Joeri Vercammen, Ph.D.
www.is-x.com
Introduction
Throughout our lives we are continuously exposed to substantial quantities of
volatile organic components (VOCs). Residual solvents from carpets, paints and
glues are part of the indoor air we daily
inhale. Offices, workspaces and even our
living rooms, it’s practically impossible
to breathe clean air nowadays. Perhaps
we are luckier with the food we eat and
the beverages we drink? Unfortunately,
I am afraid not. Solvents from packaging
foils and printing inks may pose a severe
risk for the consumer, while the water
we drink or use to make soda, beers, etc
is polluted with traces of desinfection
agents and other environmental contaminants.

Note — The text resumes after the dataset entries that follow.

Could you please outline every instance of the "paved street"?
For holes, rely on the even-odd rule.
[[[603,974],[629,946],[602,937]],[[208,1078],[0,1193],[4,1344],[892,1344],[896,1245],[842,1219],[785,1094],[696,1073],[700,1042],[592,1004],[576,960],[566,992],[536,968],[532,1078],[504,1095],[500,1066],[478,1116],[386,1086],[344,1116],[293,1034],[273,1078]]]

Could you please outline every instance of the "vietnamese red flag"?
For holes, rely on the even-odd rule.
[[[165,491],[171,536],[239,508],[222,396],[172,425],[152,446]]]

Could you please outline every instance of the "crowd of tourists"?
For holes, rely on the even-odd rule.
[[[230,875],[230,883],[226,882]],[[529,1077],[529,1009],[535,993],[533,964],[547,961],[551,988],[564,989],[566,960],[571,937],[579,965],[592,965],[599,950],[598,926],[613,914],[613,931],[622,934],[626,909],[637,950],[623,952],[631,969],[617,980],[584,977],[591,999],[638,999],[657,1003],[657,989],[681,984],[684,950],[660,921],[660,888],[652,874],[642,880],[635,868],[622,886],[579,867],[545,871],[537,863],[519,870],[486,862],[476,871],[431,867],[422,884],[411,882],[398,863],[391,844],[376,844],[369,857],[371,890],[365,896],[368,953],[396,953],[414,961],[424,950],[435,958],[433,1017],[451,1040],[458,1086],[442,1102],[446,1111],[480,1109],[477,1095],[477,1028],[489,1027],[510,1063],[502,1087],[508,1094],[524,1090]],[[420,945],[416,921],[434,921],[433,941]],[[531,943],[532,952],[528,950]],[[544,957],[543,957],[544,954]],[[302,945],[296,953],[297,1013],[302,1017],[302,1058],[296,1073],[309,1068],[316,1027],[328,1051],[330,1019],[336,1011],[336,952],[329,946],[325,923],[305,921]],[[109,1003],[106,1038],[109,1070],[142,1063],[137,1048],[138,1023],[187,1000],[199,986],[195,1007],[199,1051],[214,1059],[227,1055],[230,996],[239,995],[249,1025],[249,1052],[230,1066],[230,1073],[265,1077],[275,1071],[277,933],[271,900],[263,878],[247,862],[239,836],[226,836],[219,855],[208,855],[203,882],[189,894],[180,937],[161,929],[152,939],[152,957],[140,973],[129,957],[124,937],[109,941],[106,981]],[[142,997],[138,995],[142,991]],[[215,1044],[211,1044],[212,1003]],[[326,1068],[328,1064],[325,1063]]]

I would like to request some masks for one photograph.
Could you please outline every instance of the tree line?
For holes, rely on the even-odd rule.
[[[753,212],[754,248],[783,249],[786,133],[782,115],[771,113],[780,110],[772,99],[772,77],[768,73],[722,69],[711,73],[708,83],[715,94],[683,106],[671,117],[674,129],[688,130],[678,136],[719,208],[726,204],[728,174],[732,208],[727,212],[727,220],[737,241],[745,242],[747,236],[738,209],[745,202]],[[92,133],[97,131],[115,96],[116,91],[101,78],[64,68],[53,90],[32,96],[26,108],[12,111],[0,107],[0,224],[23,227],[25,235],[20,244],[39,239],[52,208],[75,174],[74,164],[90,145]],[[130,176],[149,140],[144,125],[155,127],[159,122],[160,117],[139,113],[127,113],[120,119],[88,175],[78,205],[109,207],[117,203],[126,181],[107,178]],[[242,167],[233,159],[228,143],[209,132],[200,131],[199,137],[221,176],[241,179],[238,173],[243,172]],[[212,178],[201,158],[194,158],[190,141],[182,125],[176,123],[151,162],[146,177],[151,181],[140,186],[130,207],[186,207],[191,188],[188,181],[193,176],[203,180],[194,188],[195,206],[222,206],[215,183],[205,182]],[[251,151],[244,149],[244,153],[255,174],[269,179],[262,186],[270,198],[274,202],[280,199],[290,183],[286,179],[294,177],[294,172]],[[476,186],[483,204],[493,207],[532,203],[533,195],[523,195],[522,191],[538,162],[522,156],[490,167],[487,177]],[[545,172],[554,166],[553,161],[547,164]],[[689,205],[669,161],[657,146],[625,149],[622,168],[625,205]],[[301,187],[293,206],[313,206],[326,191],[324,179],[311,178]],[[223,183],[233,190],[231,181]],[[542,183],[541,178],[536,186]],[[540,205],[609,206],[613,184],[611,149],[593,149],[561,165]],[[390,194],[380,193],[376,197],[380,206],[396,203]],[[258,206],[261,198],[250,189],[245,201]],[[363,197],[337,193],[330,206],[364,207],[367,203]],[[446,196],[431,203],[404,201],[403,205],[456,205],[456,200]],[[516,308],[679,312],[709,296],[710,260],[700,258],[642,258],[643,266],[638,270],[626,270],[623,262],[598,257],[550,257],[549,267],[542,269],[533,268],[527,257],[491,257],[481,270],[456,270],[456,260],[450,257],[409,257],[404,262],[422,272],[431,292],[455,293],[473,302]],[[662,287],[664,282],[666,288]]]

No wonder ‘VOC analysis’ plays
such a vital role in many environmental
and QC laboratories around the globe.
Gas chromatography (GC) really loves
VOC analysis and VOC analysis loves
GC. They form a steady couple and
have a long and happy marriage with
many offspring. It’s quite remarkable to
see how some of these offspring have
matured substantially throughout the
years, whilst others seem to remain stuck
in puberty. One of these techniques that
has difficulties meeting expectations is
the subject of this contribution. The technique is called in-tube extraction (ITEX)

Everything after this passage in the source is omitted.